牛、豚、羊、鶏、果物、野菜...とバスクで育てられないものはないのではないかと思うほどバスクは農業が盛んだし、それに加えて海には魚が、山には野鳥やきのこがあるのですから食文化が豊かにならないはずがありません。

私たちがお世話になったご夫婦も野菜を作り、鶏を飼い、山ではきのこや栗、木の実を集め、夏には野菜を缶詰めにし果物でコンフィチュールを作り、冬には鴨を捌いてフォアグラ、パテ、コンフィを作って保存する、というまさにDIYな食生活をしています。
そしてこのご夫婦が特別グルメなのではなく、お友達(注:仕事は農業と関係ない)も毎年豚を一匹買って家族で解体し、自分たちでハムやソーセージ、ブーダン、パテなどを作るとのこと。

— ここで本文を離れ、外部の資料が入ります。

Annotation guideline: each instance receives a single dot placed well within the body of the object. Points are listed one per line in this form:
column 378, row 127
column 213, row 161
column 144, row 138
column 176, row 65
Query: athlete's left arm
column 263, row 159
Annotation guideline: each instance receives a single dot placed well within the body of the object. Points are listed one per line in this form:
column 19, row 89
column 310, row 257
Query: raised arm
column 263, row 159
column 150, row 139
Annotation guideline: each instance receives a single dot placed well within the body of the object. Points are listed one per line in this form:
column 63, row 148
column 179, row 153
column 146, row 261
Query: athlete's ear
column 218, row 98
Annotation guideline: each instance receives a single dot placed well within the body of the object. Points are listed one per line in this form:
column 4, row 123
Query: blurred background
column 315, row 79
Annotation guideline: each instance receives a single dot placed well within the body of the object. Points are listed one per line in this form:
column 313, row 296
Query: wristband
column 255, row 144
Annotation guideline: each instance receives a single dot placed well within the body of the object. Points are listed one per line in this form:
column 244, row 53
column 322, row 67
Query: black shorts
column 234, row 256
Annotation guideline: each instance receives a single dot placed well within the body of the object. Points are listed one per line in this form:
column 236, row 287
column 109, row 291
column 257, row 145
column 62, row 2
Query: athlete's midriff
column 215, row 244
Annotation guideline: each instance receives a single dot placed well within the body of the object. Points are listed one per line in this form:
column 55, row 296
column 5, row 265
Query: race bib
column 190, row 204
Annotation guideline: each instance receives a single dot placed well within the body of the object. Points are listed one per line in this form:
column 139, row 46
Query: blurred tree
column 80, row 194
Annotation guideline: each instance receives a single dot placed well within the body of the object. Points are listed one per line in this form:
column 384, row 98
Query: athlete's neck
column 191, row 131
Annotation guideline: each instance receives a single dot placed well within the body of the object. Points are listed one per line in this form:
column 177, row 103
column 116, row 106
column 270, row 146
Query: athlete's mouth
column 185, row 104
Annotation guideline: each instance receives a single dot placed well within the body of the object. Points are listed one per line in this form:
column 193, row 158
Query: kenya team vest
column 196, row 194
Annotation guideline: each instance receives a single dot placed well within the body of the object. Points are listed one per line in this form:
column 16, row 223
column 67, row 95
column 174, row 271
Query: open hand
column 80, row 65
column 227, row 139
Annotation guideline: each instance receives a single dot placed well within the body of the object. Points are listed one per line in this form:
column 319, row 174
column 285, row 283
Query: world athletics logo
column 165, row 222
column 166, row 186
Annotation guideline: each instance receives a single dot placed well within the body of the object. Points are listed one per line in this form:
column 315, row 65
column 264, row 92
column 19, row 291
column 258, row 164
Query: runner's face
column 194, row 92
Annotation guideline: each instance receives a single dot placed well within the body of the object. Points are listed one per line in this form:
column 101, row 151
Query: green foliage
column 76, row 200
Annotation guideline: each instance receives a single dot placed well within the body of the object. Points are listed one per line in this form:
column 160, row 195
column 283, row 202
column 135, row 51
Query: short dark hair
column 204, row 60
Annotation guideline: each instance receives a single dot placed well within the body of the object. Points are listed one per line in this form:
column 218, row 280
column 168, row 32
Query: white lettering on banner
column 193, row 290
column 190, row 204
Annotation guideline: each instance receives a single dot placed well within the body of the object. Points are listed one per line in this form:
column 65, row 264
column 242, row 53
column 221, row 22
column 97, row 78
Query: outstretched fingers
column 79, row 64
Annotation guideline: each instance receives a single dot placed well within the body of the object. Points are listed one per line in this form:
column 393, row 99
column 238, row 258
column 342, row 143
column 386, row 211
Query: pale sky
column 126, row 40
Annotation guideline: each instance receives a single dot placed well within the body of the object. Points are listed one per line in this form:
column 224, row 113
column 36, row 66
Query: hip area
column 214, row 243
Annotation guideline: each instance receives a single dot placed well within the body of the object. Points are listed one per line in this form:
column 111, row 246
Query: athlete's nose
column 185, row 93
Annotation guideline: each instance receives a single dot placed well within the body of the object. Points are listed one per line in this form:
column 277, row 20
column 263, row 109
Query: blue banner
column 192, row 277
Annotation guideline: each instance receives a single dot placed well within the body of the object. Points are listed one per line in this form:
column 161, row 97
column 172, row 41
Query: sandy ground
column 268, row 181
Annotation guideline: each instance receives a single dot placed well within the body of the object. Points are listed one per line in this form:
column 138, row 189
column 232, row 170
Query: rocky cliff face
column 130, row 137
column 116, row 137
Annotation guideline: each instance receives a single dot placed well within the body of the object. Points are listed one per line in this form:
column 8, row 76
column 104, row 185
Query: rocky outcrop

滞在先のご夫婦とお友達ご夫婦2組が加わって食事をする機会がありましたが、とにかく食べ物の話題の多いこと!
リッチで重い食事の後に「子供の頃、牛の脂身とにんにくのパテをパンに塗って朝ご飯に食べていた」とか私なんかは聞いただけでウッとなってしまいそうになるノスタルジックな話が延々と続きました。
本当にみんな食べる事が大好きなようです。

私も1週間の滞在中ここぞとばかりにお料理上手の奥さんを質問攻め。(笑)
お酢の作り方からカラメルの火加減やタイミングなどを聞いているうちに奥さんも「今日はクレープを教えてあげる」とか「コカ(バスクのプリン)を作るから見ていなさい」なんて教えてくれるようになりました。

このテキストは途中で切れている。